It was March 26, 1954, 8 hours 30 minutes in the morning when the team started with Gregory. After thoracotomy and inspection of the situs, the father was prepared as donor using a light narcosis and local anesthesia in the groin. Like in the animal experiments, the surgeons connected the circulation of father and child with tubes and their pump. After opening the right ventricle, the area was not bloodless, but using some suction they could identify the VSD, approximately 12 mm in diameter. Lillehei closed it with single stitches, the ventriculotomy with a continuous silk suture. The cross-circulation time was 19 minutes. The father survived after the operation without problems. The son stayed for 5 hours in the recovery room and was then transferred to his room on the ward. An intensive care unit was not existent. A nurse was attending Gregory day and night, Lillehei or one of the team was present continuously. Gregory's circulatory condition was stable, all organs were functioning, the child was alert, already enjoying food. But suddenly, on the 7th postoperative day, the respiration deteriorated. Immediately, antibiotics were administered and a tracheotomy performed, but the boy died 11 days after the operation due to pneumonia. Despite this, another milestone in cardiac surgery had been established. Lillehei continued with his ideas with emphasis and enthusiasm. As a matter of fact, two additional similar operations in April 1954 were successful.[10] [12]

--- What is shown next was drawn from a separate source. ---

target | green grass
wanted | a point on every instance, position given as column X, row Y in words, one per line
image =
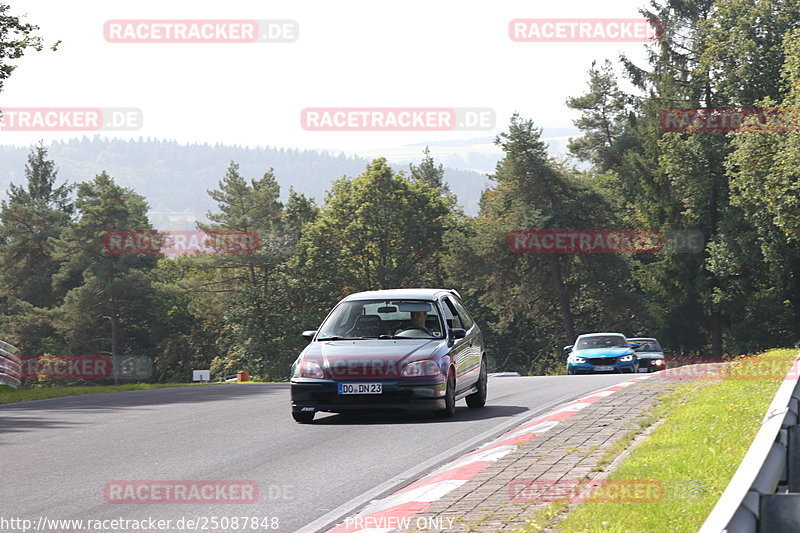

Now Lillehei went public: he gave a press conference, very probable the first press conference of a surgeon ever, presenting his patients. The echo was breathtaking, the newspapers tumbled over: “miracle, fantastic, impossible surgery, revolutionary!”[10]
Just a little later, Lillehei presented his scientific data to the medical world. The basic consideration was what he called the “azygos factor”: As a result of some earlier animal experiments it was an accepted fact that after occlusion of both venae cavae the flow from the now dilated vena azygos appeared sufficient for organ perfusion.[2] [12] In other words, an organism at rest, here the “donor,” will have sufficient perfusion if the blood flow is one-third of normal with no organ damage observed. Yet, in the recipient, this low flow will induce metabolic acidosis due to some tissue hypoxia. The donor will compensate that with hyperventilation and respiratory alkalosis. In addition, the donor will lack approximately 4 to 20% of his cardiac output depending on the size of the patient. In addition, one has to consider that after opening the beating heart some blood loss is inevitable. At that time, there was no cardiac suction, blood gases, or electrolytes were not measured, no defibrillator or pacemaker existed. Furthermore, there was just a recovery room, artificial respiration was not possible. During the next months, Lillehei continued his work quite intensely. Some spectacular results should be mentioned like the correction of a total atrioventricular canal. On August 31, 1954, he succeeded in correcting a tetralogy of Fallot, at that time considered the Mount Everest of cardiac surgery.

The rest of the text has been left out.